Suppose you shape your training objectives with the goal that they're better-achieved if the AI exhibits nice/kind/compassionate behavior. One hurdle you're up against is, of course, that the AI might find ways to exhibit related behavior without internalizing those instrumental-subgoals as core values. If ever the AI finds better ways to achieve those ends before those subgoals are internalized as terminal goals, you're in trouble.

And this problem amps up when the AI starts reflecting.

E.g.: maybe those values are somewhat internalized as subgoals, but only when the AI is running direct object-level reasoning about specific people. Whereas when the AI thinks about game theory abstractly, it recommends all sorts of non-nice things (similar to real-life game theorists). And perhaps, under reflection, the AI decides that the game theory is the right way to do things, and rips the whole niceness/kindness/compassion architecture out of itself, and replaces it with other tools that do the same work just as well, but without mistaking the instrumental task for an end in-and-of-itself.

In this example, our hacky way of training AIs would 1) give them some correlates of what we actually want (something like niceness) and 2) be unstable.

Our prospective AGI might reflectively endorse keeping the (probably alien) empathy, and simply make it more efficient and clean up some edge cases. It could however reflect and decide to keep game theory, treating a learned behavior as something to replace by a more efficient form. Both are stable states, but we don't have a good enough understanding of how to ensure it resolves in our desired way.

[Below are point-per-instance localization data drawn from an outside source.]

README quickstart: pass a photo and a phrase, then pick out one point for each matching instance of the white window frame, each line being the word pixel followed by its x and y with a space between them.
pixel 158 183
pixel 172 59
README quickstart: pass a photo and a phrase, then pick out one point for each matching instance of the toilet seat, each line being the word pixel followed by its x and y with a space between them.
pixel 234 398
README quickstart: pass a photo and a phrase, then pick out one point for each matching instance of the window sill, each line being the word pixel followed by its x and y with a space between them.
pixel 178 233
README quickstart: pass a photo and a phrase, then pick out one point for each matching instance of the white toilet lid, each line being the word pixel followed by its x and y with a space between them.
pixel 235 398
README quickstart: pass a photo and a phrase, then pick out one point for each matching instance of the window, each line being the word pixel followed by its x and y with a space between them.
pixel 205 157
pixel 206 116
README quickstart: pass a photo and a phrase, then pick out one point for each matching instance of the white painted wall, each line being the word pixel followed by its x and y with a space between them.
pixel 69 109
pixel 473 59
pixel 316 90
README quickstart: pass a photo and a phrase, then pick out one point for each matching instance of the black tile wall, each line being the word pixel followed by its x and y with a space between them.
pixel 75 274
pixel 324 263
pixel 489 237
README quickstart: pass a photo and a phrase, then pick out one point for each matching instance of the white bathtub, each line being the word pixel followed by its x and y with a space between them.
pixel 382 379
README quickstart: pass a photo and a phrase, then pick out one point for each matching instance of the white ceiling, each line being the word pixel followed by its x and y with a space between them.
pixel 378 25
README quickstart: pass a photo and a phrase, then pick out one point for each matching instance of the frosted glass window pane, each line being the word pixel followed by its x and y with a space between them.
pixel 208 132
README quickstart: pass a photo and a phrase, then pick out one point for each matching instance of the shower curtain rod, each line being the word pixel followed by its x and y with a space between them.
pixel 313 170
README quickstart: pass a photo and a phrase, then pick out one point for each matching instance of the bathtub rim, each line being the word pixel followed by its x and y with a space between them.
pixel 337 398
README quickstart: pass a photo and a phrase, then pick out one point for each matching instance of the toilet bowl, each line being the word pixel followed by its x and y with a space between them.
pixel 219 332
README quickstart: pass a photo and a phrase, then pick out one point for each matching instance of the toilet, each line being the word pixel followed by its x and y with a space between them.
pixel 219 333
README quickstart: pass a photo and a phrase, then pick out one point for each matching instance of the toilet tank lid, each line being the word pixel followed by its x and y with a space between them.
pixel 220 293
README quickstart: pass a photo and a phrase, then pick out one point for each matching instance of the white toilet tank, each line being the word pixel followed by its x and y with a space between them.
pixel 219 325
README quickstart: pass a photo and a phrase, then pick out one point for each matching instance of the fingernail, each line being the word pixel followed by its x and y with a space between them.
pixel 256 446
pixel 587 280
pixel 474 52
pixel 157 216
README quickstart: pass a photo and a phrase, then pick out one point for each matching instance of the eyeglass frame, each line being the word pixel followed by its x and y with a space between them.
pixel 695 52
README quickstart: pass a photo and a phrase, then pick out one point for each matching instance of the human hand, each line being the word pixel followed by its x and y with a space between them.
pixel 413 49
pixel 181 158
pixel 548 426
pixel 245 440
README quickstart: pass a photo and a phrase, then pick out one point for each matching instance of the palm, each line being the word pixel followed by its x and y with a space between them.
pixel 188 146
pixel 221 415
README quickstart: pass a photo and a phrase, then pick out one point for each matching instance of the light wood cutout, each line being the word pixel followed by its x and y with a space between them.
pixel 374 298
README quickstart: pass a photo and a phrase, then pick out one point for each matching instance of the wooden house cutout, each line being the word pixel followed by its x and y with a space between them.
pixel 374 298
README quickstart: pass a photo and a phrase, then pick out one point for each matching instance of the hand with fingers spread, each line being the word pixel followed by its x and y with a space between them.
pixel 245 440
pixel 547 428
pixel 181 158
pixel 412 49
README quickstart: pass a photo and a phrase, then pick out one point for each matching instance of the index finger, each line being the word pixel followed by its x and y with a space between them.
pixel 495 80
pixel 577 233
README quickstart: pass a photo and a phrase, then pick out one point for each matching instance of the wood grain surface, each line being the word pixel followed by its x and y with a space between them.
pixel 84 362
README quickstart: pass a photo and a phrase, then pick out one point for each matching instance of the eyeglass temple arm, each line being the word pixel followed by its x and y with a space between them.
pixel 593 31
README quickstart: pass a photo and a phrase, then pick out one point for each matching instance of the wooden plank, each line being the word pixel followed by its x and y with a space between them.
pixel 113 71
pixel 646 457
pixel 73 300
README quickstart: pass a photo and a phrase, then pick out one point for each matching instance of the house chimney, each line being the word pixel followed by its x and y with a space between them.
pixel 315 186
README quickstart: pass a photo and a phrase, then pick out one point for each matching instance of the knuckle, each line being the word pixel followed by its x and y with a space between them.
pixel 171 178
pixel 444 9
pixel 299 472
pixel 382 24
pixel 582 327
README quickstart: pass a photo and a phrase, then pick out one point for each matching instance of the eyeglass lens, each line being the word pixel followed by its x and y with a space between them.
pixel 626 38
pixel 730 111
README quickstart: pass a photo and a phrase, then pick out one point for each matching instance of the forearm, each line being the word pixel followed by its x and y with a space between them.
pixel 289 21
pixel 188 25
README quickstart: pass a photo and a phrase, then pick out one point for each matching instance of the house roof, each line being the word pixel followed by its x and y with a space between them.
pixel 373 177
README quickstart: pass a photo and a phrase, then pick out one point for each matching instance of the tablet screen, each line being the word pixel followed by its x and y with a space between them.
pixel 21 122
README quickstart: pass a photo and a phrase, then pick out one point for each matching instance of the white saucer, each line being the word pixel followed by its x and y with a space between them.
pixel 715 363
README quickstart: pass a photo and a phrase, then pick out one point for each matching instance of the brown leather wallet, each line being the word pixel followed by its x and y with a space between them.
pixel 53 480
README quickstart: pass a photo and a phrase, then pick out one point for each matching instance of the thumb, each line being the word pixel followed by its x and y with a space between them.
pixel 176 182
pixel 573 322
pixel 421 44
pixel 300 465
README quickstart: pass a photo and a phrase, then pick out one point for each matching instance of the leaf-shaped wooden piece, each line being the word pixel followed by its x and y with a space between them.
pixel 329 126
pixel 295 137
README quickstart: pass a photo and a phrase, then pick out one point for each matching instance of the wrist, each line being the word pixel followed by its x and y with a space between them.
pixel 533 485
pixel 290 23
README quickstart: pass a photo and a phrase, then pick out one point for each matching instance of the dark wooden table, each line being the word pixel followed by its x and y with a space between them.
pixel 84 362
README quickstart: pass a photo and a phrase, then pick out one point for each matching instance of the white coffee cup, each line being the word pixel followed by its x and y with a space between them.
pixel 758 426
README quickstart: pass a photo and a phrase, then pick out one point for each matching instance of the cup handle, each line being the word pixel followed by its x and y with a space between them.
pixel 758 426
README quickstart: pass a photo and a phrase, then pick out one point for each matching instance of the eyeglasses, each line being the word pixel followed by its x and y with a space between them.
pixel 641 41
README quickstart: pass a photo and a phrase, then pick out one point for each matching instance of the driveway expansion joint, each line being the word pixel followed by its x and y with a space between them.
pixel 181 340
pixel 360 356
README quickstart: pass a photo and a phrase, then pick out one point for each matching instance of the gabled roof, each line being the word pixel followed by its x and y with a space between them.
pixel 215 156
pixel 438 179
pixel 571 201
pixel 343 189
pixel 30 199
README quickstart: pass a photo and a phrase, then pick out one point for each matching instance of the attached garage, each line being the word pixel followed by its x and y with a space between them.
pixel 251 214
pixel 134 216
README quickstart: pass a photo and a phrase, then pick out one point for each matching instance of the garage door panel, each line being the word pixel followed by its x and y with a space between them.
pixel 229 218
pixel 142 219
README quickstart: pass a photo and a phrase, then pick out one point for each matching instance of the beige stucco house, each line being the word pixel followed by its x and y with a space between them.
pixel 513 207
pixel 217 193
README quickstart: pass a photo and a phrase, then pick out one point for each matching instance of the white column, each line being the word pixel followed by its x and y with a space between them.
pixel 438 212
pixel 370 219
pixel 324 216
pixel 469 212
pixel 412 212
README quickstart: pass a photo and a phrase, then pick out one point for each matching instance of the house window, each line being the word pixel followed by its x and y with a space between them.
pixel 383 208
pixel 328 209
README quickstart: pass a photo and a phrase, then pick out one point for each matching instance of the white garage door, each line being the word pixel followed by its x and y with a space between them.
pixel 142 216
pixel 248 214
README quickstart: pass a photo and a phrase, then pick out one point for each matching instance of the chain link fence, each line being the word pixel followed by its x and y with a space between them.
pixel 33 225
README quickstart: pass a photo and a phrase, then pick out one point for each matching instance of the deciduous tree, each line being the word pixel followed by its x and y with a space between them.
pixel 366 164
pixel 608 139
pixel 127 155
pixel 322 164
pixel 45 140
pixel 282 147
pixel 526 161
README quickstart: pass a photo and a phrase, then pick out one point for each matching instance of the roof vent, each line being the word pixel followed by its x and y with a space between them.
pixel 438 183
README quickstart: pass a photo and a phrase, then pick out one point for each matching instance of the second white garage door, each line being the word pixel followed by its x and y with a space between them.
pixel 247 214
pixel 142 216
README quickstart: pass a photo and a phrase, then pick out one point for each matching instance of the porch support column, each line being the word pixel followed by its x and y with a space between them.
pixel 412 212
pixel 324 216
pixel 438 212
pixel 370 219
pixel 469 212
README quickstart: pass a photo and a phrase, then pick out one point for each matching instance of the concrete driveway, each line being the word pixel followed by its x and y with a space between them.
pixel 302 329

We're sexually reproducing mammals with a billion years of optimization to replicate our genes by chasing a pleasure reward, but despite a few centuries of technological whalefall, instead of wireheading as soon as it became feasible (or doing heroin etc) we're mostly engaging in behaviours secondary and tertiary to breeding

A trained AGI will pursue correlates of your original training goal, like how humans do, since neither we and evolution don't know how to directly have the desired-goal be put into the creation. (ignoring that evolution isn't actually an agent)

Some of the reasons why humans don't wirehead:

  • We often have some intrinsic value for experiences that connect to reality in some way

  • Also some culturally transmitted value for that

  • Literal wireheading isn't easy

  • I also imagine that literal wireheading isn't full-scale wireheading, where you make every part of your brain 'excited', but rather some specific area that, while important, isn't everything

  • Other alternatives, like heroin, are a problem but also have significant downsides with negative cultural opinion

  • Humans aren't actually coherent enough to properly imagine what full-scale wireheading would be like, and if they experienced it then they would very much want to go back.

  • Our society has become notably more superstimuli. While this isn't reaching wireheading, it is in that vein.

    • Though, even our society's superstimuli has various negative-by-our-values aspects. Like social media might be superstimuli for the engaged social + distraction-seeking parts of you, but it fails to fulfill other values.

    • If we had high-tech immersive VR in a post-scarcity world, then that could be short of full-scale wireheading, but still significantly closer in all axes. However, I would have not much issues with this.

As your environment becomes more and more exotic from where the learned behavior (your initial brain upon being born) was trained on, then there becomes more opportunities for your correlates to notably disconnect from the original underlying thing.